Feb 18, 2009

scraping for vigilantism in the political theory jar

Regarding the vigilantism March/April LD resolution, if political theory is a jar of peanut butter, then finding analysis of vigilantism in that jar is like scraping out the last bits at the bottom.

In "Vigilantism and Political Theory," found in Vigilante Politics, Edward Stettner grabs a spatula and digs in. He turns first to the classic social contractarians, more specifically Locke, since Locke has a unique view of the state of nature. Stettner quotes from the Second Treatise, in which Locke claims that, in the state of nature, individuals have the right to pursue justice, having equivalent "executive power" to punish crimes against the laws of nature. However, Locke concedes to the objection that
it is unreasonable for Men to be Judges in their own Cases, that Self-love will make men partial to themselves and to their Friends. And on the other side, that Ill Nature, Passion and Revenge will carry them too far in punishing others. And hence nothing but Confusion and Disorder will follow.
Thus a civil government--some kind of representative scheme with checks on sovereign power--is necessary to enforce the law. Not much room for vigilantism in Locke's view, Stettner argues.

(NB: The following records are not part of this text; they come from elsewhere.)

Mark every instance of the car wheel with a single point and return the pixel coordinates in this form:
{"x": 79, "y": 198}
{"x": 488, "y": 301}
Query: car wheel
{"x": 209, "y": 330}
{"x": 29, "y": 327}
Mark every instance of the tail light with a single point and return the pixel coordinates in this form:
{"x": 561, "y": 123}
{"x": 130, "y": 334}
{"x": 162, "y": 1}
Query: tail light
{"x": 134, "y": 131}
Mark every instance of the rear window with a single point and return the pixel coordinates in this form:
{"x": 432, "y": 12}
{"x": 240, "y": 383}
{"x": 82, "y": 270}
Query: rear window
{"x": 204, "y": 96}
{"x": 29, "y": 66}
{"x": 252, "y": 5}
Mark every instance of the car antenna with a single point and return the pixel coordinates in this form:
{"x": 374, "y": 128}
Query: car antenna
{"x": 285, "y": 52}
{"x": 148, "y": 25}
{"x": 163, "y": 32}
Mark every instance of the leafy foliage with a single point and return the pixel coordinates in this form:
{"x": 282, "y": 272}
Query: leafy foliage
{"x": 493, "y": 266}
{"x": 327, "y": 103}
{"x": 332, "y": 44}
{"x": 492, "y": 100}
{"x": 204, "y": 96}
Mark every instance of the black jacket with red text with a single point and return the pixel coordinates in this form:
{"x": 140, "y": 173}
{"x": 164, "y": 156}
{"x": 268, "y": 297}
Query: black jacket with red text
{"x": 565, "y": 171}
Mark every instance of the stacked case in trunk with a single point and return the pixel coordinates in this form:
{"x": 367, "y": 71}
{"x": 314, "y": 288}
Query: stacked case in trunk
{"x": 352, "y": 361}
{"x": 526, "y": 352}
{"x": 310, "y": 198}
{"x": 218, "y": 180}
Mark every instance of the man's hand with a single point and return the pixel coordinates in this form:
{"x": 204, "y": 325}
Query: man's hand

Later on, Stettner attempts to divine a Marxist take on vigilantism. One such position: it's pointless.
Normatively... any attempt to preserve the status quo is of no ethical value, as well as futile. History, for the Marxist, inevitably witnesses the destruction of all established classes until the proletariat is finally triumphant. Any vigilante activity is simply a failure... to accept the inevitable pattern of change...
Combining this with Rosenbaum and Sederberg's observation that vigilantism in inherently conservative, and the Neg can make a Marxist case against its justification.

Last, Stettner offers a broadside critique of vigilantism from the perspective of general political theory.
Much of political theory is ethically inspired.... [Political theorists] tend to discuss attractive goals such as justice, freedom, equality, which can be shown to have a positive ethical content. Other questions important to the theorist, for example discussions of proper political institutions and arguments why government should or should not be obeyed, are related to the means of achieving those ends. Vigilantism does not posit ends which are attractive. It is hard to argue ethically for self-interest, or for order qua order. Moreover, the means of achieving those ends, secret violence, is not morally attractive either. Vigilantism is clearly a sickness in the view of traditional theory, a perversion of both the means and the ends of politics as it should be.
So we've scraped the jar clean, and come up with salmonella. Good for the Negative, I guess.

3 comments:

ldn00b said...

The problem with a lot of the neg arguments is that thier offence is typically non-unique; they show how vigilanteism leads to loss of rights and disorder, but the same occurs in the negative world since these things occur without the law. Is there any way to get compelling offence that doesn't just turn into a weighing contest based on who causes more anarchy?

Jim Anderson said...

I think the Neg has to do more to highlight the vagaries of the phrase "has failed to enforce the law." Since the situation potentially ranges from very trivial matters (has failed to catch jaywalkers!) to major concerns (has failed to prevent mass murder!), the Neg simply can't let the Aff talk only about the latter. Since there is a government in existence, we cannot presume Aff claims of total anarchy in the Negative world.

Middle School Debater said...

Hi Mr. Jim,
I am fascinated by your accuracy in pinpointing arguments, however, on one of your earlier posts you explained about will to power. I did not get a clear understanding of how this concept connected to the resolution.
Will to power as I understand is the struggle for supremacy of you and your values. Since the vigilante "supposedly" wants justice it is better to fight than to not. Correct me if I'm wrong, please?